それでも政府は今なお、社会的距離措置(ソーシャル・ディスタンシング)のレベル3への引き上げに踏みきれずにいる。過去1週間に韓国国内で発生した1日平均の感染者は934人で、レベル3への引き上げ基準である「全国800~1000人以上」を超えた。中央事故収拾本部のソン・ヨンネ戦略企画班長は会見で、「レベル3への引き上げの場合は、経済的な被害が相当なものになる」とし、「引き上げのない流行抑制が目標」だと明らかにした。政府は、感染率と移動量などいくつかの指標の流れを肯定的に評価する。実際、14日から臨時選別検査所を通じて検査量を大幅に増やし、過去3日間の感染率は先週より40%ほど減った。12~13日の移動量も、先月19日のソーシャル・ディスタンシングのレベル引き上げ前の週末に比べ、30%ほど減少した。しかし、感染者の増加傾向が弱まらないばかりか、死亡者と重篤・重症患者が急増しているという点で、政府の状況判断が極めて楽観的ではないのか心配になる。政府の予想どおり早期に感染拡大傾向が落ちつけばよいが、今は最悪の状況を前提に対処しなければならない時だ。

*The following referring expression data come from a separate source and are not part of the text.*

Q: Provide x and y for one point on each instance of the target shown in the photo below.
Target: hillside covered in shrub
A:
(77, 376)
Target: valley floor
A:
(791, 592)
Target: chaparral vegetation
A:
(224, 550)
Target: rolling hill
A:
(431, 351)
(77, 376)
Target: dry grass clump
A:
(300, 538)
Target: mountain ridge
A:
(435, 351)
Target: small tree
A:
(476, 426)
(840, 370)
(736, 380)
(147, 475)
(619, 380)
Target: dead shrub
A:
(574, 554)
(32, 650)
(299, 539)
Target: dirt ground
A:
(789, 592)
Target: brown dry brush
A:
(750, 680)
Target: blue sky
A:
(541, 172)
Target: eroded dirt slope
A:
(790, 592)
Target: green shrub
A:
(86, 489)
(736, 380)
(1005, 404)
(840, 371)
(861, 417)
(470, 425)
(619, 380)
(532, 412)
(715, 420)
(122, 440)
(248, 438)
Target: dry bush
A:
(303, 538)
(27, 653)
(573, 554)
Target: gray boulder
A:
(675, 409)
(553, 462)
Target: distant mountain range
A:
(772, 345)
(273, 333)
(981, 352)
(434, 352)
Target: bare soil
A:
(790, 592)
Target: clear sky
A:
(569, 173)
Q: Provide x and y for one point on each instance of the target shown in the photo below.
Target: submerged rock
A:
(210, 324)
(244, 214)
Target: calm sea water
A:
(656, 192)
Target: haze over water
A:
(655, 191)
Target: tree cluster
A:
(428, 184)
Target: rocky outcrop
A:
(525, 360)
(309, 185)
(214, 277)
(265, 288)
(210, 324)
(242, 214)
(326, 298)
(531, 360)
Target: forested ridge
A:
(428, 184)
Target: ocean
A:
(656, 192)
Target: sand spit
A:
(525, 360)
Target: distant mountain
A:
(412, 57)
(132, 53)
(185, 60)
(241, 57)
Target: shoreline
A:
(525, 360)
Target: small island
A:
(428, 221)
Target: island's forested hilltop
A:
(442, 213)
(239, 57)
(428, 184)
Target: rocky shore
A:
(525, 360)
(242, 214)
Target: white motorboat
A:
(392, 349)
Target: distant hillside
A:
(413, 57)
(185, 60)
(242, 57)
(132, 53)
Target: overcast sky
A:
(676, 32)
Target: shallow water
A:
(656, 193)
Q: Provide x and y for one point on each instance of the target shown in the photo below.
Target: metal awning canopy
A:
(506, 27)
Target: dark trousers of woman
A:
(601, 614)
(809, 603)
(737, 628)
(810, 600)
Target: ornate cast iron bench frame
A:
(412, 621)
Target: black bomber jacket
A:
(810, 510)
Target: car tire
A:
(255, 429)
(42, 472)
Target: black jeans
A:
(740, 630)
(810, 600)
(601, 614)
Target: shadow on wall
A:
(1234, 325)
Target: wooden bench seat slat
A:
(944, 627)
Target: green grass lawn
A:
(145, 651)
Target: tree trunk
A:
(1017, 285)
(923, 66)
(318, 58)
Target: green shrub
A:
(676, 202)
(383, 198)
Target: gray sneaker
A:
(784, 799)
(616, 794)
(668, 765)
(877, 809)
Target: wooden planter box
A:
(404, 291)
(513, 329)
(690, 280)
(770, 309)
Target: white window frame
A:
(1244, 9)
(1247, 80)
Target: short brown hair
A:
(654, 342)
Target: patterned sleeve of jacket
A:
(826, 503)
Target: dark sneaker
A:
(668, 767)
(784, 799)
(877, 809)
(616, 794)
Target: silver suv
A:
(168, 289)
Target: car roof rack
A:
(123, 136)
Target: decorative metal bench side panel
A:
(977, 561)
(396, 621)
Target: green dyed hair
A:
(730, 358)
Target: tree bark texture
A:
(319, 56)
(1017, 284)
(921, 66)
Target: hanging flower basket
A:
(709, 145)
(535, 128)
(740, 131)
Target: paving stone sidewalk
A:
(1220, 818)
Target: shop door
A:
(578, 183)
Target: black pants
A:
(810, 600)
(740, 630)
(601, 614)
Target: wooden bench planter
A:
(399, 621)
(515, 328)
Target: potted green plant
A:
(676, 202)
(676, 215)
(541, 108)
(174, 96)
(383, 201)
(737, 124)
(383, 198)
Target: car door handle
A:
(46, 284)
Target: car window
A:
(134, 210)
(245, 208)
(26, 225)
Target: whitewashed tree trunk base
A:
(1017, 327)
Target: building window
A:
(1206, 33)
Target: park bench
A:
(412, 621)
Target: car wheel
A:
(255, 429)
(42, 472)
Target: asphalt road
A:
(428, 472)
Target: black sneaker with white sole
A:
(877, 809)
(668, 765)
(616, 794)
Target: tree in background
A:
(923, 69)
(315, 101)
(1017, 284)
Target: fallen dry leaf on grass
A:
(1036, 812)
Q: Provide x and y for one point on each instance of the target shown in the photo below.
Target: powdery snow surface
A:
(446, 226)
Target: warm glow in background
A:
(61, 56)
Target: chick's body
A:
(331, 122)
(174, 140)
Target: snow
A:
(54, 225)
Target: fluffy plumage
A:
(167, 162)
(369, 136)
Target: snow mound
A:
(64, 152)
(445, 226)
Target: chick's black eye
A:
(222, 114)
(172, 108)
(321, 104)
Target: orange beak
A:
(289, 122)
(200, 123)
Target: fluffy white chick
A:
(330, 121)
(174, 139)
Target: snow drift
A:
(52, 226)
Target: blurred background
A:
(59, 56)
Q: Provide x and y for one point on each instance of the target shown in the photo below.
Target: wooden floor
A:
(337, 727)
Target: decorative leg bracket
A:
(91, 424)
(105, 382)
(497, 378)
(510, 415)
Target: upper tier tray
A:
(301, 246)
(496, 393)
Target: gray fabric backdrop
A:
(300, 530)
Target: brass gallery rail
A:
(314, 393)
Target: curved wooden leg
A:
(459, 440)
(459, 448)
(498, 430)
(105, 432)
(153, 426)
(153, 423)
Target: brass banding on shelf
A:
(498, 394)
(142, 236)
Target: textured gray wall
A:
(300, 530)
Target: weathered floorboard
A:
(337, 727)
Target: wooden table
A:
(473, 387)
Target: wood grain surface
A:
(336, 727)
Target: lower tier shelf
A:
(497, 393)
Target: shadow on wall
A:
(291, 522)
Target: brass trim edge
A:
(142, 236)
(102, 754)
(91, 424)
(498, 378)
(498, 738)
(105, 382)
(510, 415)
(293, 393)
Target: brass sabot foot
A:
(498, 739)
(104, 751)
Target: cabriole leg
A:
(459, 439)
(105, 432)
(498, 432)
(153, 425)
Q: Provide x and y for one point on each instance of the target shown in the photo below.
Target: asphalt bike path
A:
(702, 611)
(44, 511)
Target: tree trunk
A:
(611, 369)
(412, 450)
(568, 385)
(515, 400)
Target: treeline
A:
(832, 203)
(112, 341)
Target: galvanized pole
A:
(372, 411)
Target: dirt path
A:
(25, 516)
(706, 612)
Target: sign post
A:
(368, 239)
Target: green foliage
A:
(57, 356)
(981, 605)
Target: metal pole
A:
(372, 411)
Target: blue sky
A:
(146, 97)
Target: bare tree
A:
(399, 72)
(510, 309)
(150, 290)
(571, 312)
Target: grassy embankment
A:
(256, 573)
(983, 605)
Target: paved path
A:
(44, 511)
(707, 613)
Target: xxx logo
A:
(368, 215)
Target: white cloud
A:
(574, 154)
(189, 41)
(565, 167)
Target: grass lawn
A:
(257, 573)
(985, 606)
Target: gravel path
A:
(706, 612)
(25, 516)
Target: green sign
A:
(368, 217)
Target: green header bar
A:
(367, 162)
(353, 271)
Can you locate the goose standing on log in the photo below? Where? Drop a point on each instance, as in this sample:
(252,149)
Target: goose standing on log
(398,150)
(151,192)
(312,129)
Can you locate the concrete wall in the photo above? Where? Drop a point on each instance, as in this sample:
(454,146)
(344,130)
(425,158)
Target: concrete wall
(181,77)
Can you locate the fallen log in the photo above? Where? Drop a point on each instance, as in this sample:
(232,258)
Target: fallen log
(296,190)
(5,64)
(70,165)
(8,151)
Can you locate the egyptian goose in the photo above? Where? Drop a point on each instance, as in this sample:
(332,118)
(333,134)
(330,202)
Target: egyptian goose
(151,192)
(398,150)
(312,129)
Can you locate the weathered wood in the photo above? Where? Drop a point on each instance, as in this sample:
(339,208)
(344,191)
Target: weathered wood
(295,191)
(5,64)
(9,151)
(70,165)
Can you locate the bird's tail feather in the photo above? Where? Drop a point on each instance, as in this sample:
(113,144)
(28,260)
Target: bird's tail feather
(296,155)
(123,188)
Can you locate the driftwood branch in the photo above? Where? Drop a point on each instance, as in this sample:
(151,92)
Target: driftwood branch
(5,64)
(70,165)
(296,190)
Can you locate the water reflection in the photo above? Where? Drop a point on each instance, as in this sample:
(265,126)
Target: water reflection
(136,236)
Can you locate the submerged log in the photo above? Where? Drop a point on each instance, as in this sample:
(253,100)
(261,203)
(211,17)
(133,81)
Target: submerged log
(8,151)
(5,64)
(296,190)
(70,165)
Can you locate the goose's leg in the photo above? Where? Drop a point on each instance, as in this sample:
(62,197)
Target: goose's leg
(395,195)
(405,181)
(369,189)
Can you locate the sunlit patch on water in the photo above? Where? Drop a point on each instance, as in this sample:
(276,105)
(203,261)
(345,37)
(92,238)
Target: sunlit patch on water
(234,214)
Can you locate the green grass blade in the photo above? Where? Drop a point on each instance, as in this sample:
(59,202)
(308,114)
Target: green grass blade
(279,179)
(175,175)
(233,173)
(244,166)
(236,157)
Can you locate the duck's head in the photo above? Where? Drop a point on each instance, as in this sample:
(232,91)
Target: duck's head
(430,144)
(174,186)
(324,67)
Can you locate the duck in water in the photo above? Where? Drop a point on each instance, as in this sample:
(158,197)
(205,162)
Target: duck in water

ワクチンの問題も同じだ。政府の遅い対応が国民の不安を強めている。政府はこの日、ワクチンを開発中の国外の製薬会社と個別交渉を来年1月までに取りまとめ、11月になるまでに接種を完了する計画だと明らかにした。英国や米国、カナダに続き欧州連合も近くワクチン接種を始めることに比べれば、遅すぎるという批判は避けられない。政府は今からでも、ワクチンの確保と接種時期の短縮に総力をあげなければならない。